Friday, April 7, 2023

The Russian Armed Forces' Robotization Aspirations

Given both the escalation of interstate conflict in our time, in which tension between Russia and the West, and the Russo-Ukrainian conflict in particular, have been central; and the upsurge of interest in artificial intelligence research and its applications in the military as other spheres; the March 2023 report by the RAND Corporation's Krystyna Marcinek and Eugeniu Han regarding the Russian government's aspirations to the robotization of its military forces (Russia's Asymmetric Response to 21st Century Strategic Competition: Robotization of the Armed Forces) would seem especially timely.

The document, which runs to 132 pages all told, details the concept of robotization not only as understood generally but as it appears to be understood specifically among Russian military thinkers and policymakers; the Russian government's stated plans in this direction; the actual work done to achieve robotization of the Russian armed forces; and Russia's technological-industrial potential to achieve its goals.

As might be expected the mass of organizational, technical and even linguistic detail is considerable (the last seeing the authors decipher particular usages in the Russian literature for the benefit of Western readers who, even if among the very few possessing Russian language fluency, might not have a good grasp of the relevant terminology). Still, they manage to handle the material intelligibly, while in this moment when emotions are running high, and the old analytical baggage surrounding assessments of Russian industrial, technological and military performance can seem to weigh even more heavily than usual, the authors seem to me to manage to treat the subject intelligibly, and with some fair-mindedness.

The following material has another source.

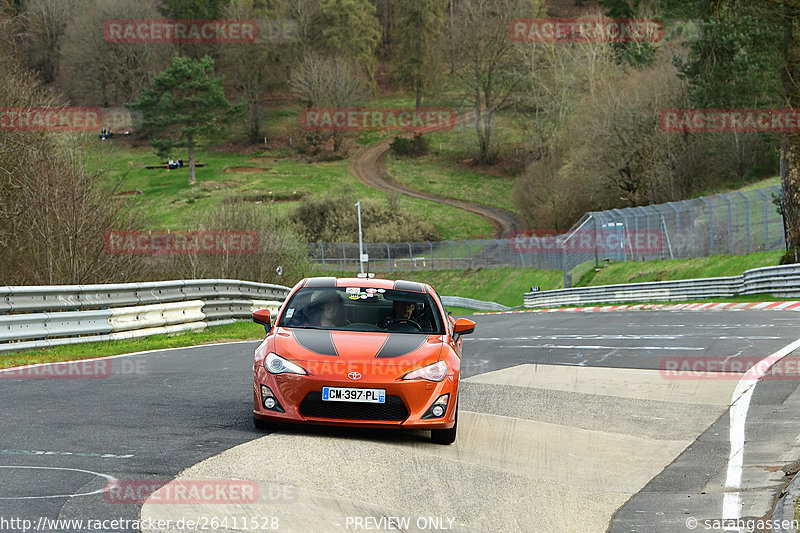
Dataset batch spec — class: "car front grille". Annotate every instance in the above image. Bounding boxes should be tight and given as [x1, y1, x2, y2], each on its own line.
[299, 392, 408, 421]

The result is that they come to some interesting conclusions about differences in the thinking on military robotization as between Russia and the West. In particular, they argue that the Russian government is, if anything, more ambitious than the West with regard to robotization--that one can see this in their greater hope of replacing rather than augmenting human personnel with robots (hence, "robotization"); the signs they give of greater expectations of soon being able to deploy significant numbers of combat robots on the ground, like unmanned tanks; and their apparently greater willingness to countenance those systems using deadly force on an autonomous, no-human-in-the-loop basis. The authors also acknowledge the distance between the actual state-of-the-art in Russian, and everyone else's, robotics. And, as suggested by the title of their study itself (foregrounding "asymmetric response" while relegating mention of robotics to the subtitle), they stress the extent to which the government's ambitions reflect the difficulties of its situation--not least its demographic limitations relative to its rivals, and what its government may see as a geopolitical balance shifting disadvantageously in the near term. (Russia, after all, is a country of 150 million--as against a NATO alliance of some 900 million and growing, or a China of 1.4 billion--while even a Russian military devoted solely to homeland defense of the Russian Federation's territory would have that less than 2 percent of the world's population trying to hold a sixth of the world's landmass.)

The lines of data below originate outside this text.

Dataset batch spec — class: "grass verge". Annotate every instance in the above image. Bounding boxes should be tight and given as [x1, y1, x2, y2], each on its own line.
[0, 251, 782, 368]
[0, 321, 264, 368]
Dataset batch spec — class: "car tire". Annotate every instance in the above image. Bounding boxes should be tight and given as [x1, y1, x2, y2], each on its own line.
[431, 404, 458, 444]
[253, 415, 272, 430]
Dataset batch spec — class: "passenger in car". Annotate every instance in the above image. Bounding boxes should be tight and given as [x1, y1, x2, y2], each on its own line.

The result is that the Russian government's high aspirations in the field of robotics can seem to come down to the hope of "wonder weapons" helping to salvage a worsening security situation--to an implausible degree. After all, overoptimism about the possible rate of progress aside, the fact remains that if Russia is not without some strengths here (among them a good STEM educational system, a relatively well-digitized economy and a genuinely serious government commitment here), it is far from clear how it would vault ahead of the rest of the world in this area given its not only being well behind other nations in even relatively easy areas like the less-demanding aerial drones to the point of relying heavily on foreign inputs for their production, numerous factors handicap it in any "race to AI superweaponry"--be it its having a much smaller industrial base than many other major states (its industrial disadvantage actually far exceeding its demographic disadvantage); its pointed weakness in many of the specific technological areas relevant to producing such weaponry (like the production of semiconductors, and their own required inputs); the difficulties for its activity posed by a sanctions regime increasingly incorporating the most important producers in those fields where it relies on imports (directed against not just Russia, but its important partner China); and the many enduring obstacles to its development broadly (like slight industry-academic collaboration, and the prospect of a "brain drain" as underemployed talent leaves the country for work abroad). Still, no one should be under any illusions about such problems being uniquely Russian, with, to all evidences, every major power currently and significantly a captive of technological hype as it copes with a world situation that is not all that any of them would like it to be.